I am trying to bulk insert a .CSV
file into SQL Server without much success.
A bit of background:
1. I needed to insert 16 million records into a SQL Server (2017) DB. Each record has 130 columns. I have a field in the .CSV
resulting from an API call from one of our vendors which I am not allowed to mention. I had integer, floats and strings data types.
2. I tried the usual: BULK INSERT
but I could not get passed the data type errors. I posted a question here but could not make it work.
3. I tried experimenting with python and tried every method I could find but pandas.to_sql
for everybody warned it was very slow. I got stuck with data type and string truncate errors. Different to the ones from BULK INSERT
.
4. Without much options I tried pd.to_sql
and while it did not raise any data type or truncation errors it was failing due to running out of space in my tmp SQL database.

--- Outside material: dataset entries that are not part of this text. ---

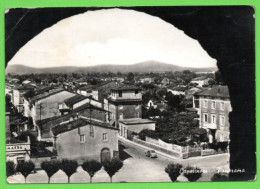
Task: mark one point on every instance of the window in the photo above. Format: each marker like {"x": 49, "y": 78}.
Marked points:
{"x": 205, "y": 103}
{"x": 205, "y": 116}
{"x": 104, "y": 137}
{"x": 82, "y": 138}
{"x": 222, "y": 120}
{"x": 222, "y": 105}
{"x": 120, "y": 93}
{"x": 91, "y": 133}
{"x": 221, "y": 137}
{"x": 213, "y": 118}
{"x": 213, "y": 104}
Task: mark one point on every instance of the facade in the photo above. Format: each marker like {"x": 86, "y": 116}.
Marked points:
{"x": 135, "y": 125}
{"x": 124, "y": 103}
{"x": 46, "y": 105}
{"x": 201, "y": 81}
{"x": 177, "y": 90}
{"x": 213, "y": 106}
{"x": 83, "y": 139}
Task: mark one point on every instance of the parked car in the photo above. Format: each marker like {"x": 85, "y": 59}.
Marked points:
{"x": 151, "y": 154}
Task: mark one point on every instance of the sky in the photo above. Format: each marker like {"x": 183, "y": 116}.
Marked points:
{"x": 112, "y": 36}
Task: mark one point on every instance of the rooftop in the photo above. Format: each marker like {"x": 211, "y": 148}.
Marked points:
{"x": 215, "y": 91}
{"x": 46, "y": 94}
{"x": 75, "y": 99}
{"x": 126, "y": 88}
{"x": 77, "y": 123}
{"x": 135, "y": 121}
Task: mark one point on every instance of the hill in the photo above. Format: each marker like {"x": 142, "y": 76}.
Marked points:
{"x": 148, "y": 66}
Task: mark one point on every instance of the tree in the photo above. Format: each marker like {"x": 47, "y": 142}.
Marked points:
{"x": 69, "y": 167}
{"x": 91, "y": 167}
{"x": 50, "y": 167}
{"x": 112, "y": 166}
{"x": 25, "y": 168}
{"x": 173, "y": 170}
{"x": 10, "y": 168}
{"x": 192, "y": 173}
{"x": 219, "y": 177}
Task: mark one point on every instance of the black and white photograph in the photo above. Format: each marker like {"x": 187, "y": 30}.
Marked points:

I could not pass this error either although I had plenty of space and all my data files (and log files) were set to autogrowth without limit.
I got stuck at that point. My code (for the pd.to_sql
piece) was simple:
import pandas as pd
from sqlalchemy import create_engine
engine = create_engine("mssql+pyodbc://@myDSN")
df.to_sql('myTable', engine, schema='dbo', if_exists='append',index=False,chunksize=100)
I am not really sure what else to try, any word of advice is welcome. All codes and examples I have seen deal with small datasets (not many columns). I am willing to try any other method. I would appreciate any pointers.
Thanks!